が、如何にティアの力でも船よりでかいクラーケンの全身を凍らせることなどできない。水上に見えていた本体の七割ほどを凍らせたところで魔法の力は尽き、自由な触手が怒り狂ってティアに襲いかかろうとする。
「ごめん、エド! これが限界!」
「十分! だりゃぁぁぁぁぁぁぁ!!!」
「追い風の足」で床を蹴り、これまでの攻撃で溜めに溜めた衝撃を全部乗せた俺の拳がクラーケンの頭に炸裂する。通常ならば軟体のクラーケンに打撃は殆ど効かないが、カチコチに凍っているが故に衝撃によってその体がクルリと回転し、本来なら水中にある大きな口が目の前に晒される。
「食らっとけ!」
その口に向かって、俺は腰の鞄という名の「彷徨い人の宝物庫」から取りだした布袋を三個投入。その中身はあの日の依頼でちょろまかしたラブルドンキーの角の粉末を色々と加工したもの……つまりは「超強力な興奮剤」だ。

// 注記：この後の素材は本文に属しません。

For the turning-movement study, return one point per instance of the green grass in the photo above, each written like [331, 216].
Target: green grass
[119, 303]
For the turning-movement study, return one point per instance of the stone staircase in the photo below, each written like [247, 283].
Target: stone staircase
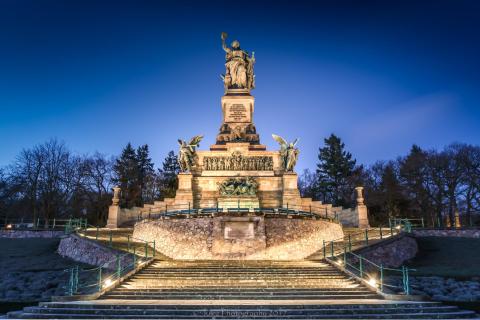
[241, 289]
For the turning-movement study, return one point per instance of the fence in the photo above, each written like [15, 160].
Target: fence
[91, 280]
[33, 224]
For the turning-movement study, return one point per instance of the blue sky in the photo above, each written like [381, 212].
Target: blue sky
[382, 75]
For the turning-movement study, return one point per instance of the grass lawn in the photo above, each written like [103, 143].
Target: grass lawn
[453, 257]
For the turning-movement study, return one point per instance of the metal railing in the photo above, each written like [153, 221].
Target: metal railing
[187, 211]
[38, 224]
[91, 280]
[375, 275]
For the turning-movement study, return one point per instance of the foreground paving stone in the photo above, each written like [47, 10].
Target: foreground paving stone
[240, 289]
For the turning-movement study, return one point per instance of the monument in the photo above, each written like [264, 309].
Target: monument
[238, 171]
[237, 200]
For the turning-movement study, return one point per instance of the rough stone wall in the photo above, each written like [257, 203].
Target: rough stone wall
[30, 234]
[465, 233]
[297, 238]
[392, 253]
[283, 238]
[89, 252]
[348, 217]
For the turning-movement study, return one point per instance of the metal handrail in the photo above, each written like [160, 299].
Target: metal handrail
[180, 211]
[371, 272]
[121, 264]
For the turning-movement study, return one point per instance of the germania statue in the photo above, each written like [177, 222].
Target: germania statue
[187, 154]
[239, 66]
[288, 152]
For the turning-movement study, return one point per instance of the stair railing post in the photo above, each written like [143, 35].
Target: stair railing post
[100, 279]
[324, 250]
[75, 287]
[134, 257]
[407, 282]
[360, 265]
[70, 282]
[381, 277]
[119, 267]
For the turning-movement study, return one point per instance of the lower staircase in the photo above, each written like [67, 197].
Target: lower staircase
[241, 289]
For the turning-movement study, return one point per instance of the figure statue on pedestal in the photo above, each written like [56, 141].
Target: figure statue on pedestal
[239, 66]
[187, 155]
[288, 152]
[238, 187]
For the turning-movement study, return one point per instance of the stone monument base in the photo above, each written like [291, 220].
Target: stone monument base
[234, 238]
[238, 202]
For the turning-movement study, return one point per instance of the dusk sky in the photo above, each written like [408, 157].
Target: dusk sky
[382, 75]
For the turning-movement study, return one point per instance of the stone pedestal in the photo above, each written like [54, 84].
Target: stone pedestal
[237, 124]
[361, 209]
[184, 195]
[238, 237]
[238, 202]
[291, 194]
[113, 217]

そんなものを直接口に放り込まれたらどうなるか? その答えはすぐに現れる。
――――――――っ!?!?!?
「うひぃぃぃぃぃ!? 船が!? 俺の船がぁぁ!?!?」
興奮したクラーケンが、無差別に周囲に触手を打ち付け始める。ピエールやその手下が頭を抱えて蹲っているなか、俺は船に直撃しそうな触手だけを的確に防ぎ、ティアは魔法を使って船が転覆しないように必死に支える。
「エド、これどのくらいかかるの?」
「俺の計算が正しければ、一〇分くらいでいけるはずだ!」
「わかったわ!」
薄命の剣とは言わずとも、せめて銀翼の剣があればクラーケンをぶった切ることもできた。だが普通の剣じゃ流石にこの巨体を切断するのは無理だ。それはティアの魔法も同じで、でかくて柔らかい体は魔法に対する抵抗力が高く、それ故にクラーケンは誰にも討伐されていない。

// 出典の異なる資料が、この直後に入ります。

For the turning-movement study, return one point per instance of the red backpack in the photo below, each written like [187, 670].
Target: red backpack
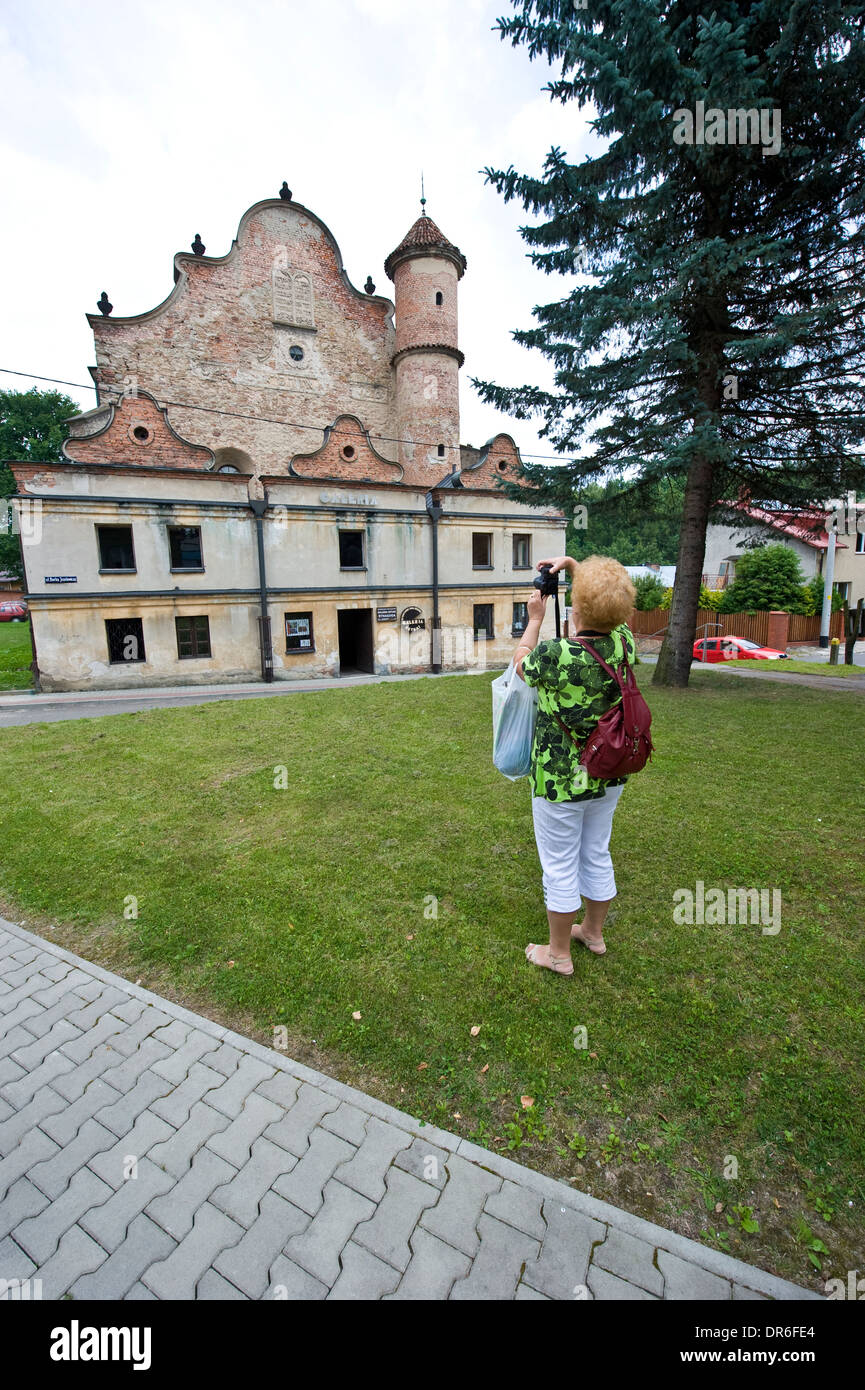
[622, 742]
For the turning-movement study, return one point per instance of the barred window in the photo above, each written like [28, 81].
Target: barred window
[192, 637]
[125, 640]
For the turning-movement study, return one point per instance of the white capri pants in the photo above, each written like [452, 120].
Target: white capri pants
[573, 848]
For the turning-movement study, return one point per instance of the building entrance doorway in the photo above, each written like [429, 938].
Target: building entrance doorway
[355, 641]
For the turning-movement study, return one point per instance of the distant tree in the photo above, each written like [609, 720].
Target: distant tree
[712, 324]
[32, 426]
[766, 577]
[650, 592]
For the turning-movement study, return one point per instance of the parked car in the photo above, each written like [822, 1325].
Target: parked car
[734, 649]
[13, 610]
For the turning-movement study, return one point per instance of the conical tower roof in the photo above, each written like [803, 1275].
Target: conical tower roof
[424, 238]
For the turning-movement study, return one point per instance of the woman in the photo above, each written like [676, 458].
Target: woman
[572, 811]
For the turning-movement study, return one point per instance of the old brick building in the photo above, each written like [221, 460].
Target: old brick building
[273, 485]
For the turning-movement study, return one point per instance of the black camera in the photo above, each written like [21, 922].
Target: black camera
[547, 583]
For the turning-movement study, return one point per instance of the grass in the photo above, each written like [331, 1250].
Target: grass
[287, 862]
[15, 656]
[804, 667]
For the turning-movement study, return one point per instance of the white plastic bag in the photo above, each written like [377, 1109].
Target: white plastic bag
[515, 712]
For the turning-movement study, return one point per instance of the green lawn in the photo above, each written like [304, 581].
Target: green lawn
[395, 876]
[15, 656]
[804, 667]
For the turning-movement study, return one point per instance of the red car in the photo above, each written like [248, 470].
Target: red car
[13, 610]
[734, 649]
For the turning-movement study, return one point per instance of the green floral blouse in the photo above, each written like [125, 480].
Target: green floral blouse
[572, 685]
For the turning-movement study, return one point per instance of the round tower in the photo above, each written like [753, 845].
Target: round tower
[426, 270]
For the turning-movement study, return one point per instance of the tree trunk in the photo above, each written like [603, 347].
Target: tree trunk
[677, 649]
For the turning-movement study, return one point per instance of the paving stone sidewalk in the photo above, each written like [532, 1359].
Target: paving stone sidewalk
[148, 1153]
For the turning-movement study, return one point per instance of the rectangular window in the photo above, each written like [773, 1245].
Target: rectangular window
[522, 552]
[520, 619]
[125, 640]
[116, 548]
[192, 637]
[351, 549]
[185, 542]
[299, 633]
[481, 549]
[483, 620]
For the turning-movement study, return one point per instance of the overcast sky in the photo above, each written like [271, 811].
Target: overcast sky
[127, 128]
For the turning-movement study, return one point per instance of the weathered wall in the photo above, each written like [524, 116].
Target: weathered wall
[221, 341]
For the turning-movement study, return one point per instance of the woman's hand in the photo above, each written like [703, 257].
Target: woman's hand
[536, 606]
[565, 562]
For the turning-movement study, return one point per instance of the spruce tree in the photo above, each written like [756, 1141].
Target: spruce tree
[714, 334]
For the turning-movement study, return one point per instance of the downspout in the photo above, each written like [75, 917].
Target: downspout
[434, 512]
[259, 508]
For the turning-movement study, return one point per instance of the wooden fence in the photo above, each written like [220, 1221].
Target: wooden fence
[751, 626]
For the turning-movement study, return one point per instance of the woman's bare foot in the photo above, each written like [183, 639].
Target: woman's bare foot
[594, 943]
[541, 955]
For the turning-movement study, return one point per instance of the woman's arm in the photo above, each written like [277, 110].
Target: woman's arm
[537, 606]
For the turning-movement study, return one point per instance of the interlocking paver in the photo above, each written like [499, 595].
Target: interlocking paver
[175, 1209]
[289, 1282]
[175, 1105]
[64, 1125]
[602, 1285]
[175, 1153]
[366, 1171]
[348, 1122]
[495, 1271]
[109, 1223]
[113, 1164]
[629, 1258]
[387, 1233]
[145, 1244]
[14, 1264]
[120, 1116]
[31, 1150]
[458, 1211]
[242, 1196]
[682, 1279]
[145, 1154]
[74, 1080]
[178, 1064]
[237, 1140]
[21, 1201]
[177, 1276]
[248, 1262]
[53, 1173]
[281, 1089]
[22, 1086]
[292, 1132]
[41, 1235]
[212, 1286]
[309, 1176]
[363, 1275]
[231, 1097]
[433, 1269]
[424, 1161]
[319, 1248]
[565, 1254]
[518, 1207]
[14, 1040]
[75, 1255]
[84, 1044]
[143, 1027]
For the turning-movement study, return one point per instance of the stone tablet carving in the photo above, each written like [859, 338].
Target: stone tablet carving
[294, 299]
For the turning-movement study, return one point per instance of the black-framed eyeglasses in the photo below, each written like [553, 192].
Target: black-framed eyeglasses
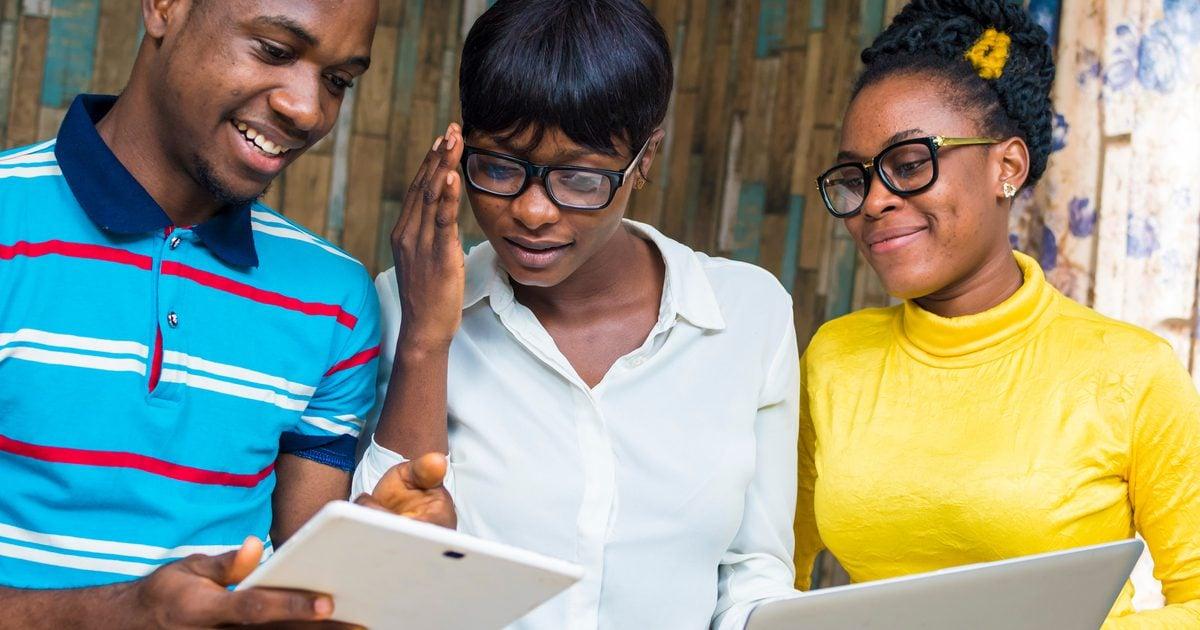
[907, 167]
[575, 187]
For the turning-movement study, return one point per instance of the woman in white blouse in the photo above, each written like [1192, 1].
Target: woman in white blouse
[606, 395]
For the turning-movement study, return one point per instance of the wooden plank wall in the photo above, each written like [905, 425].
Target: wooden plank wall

だからこその持久戦。もっと強力な毒があれば即死させることもできるんだろうが、そんなものを手に入れる伝手のない今、これが俺に出来る最高の攻撃手段。それを為したならば、あとは信じて時間を稼ぐのみ。
「暴れろ暴れろ! それだけ薬が早く回るからなぁ!」
「ぐうっ、こっちはもうちょっと加減して欲しいわね……」
「ひぇぇぇぇ!? お助け、お助けぇ!」
上半身の氷もとっくに溶けたクラーケンが、船のマストより太い触手をゴウゴウと音を立てて振り回す。それをいなし、はじき、受け止め逸らし……永遠とも思えるような時間の果てに、遂にその時がやってくる。
「……ん?」
大きく振り上げられたクラーケンの触手が、突如として空中で力を失う。ただ重力のみに従って落ちてきた触手をこぶしで弾いてその大本を覗き込むと、ピクピクと震えるその巨体がプカリと水面に浮いていた。
「これはやったか?」
最大限に警戒しつつも、俺は船を飛び降りクラーケンの上に着地する。何の反応も無い事を確認するとその大きな目に剣を突き入れ……それでもクラーケンは動かない。最後にダメ押しで「失せ物狂いの羅針盤」を使ってみると、生きているクラーケンの反応は見当違いの方向ばかりで、目の前のこれを指し示すのは「クラーケンの死体」を対象とした場合のみ。
「お、おい新入り! ど、どうなった!? ま、まさか……!?」
攻撃がやんだことで、ピエールがおっかなびっくり船から顔を出してくる。が、俺はそれを完全に無視して「追い風の足」からの踏み切りで船の上へと飛び上がって戻り、近くにいたティアの方に歩み寄っていく。
「おい新入り! 俺を無視するんじゃねぇ!」
「よぅ、ティア。お疲れさん」
「ホントよエド。すっごく疲れたんだから! でも……?」
「ああ」
「だから無視すんなって! なあ新入り……新入りさん? ホントか? ホントにやっちまったのか!?」
「うるせーな。見りゃわかんだろうが。さあお嬢様、お手をどうぞ」
「フフッ、ありがと」
一礼して手を出すと、ティアがそれをギュッと掴む。そのまま特等席へとエスコートすれば、いつの間にか晴れていた青空の下、俺達の為した偉業は沈黙のまま海を漂っている。
「おおい、アンタ達! 無事かい!?」
と、そこで背後から聞き慣れた声が聞こえてきた。見ればスカーレット号もすぐ側までやってきており、レベッカがこの船に乗り移ってきたようだ。
「あ、船長。ええ、見ての通りです」
「テメェ、何でレベッカには返事すんだよ!? てか人の船に勝手に乗ってるんじゃねぇ!」
「うるさいよピエール! ウチの新入りなんだから、アタシに返事するのは当たり前だろうが! にしても、静かになったから来て見れば、こりゃあ……」
「フッフッフ……行くぞティア?」
「いいわよ。せーのっ!」
「「クラーケン、討ち取ったり!」」
繋いでいた手を高々と掲げ、俺とティアは声を揃えて勝ち名乗りをあげた。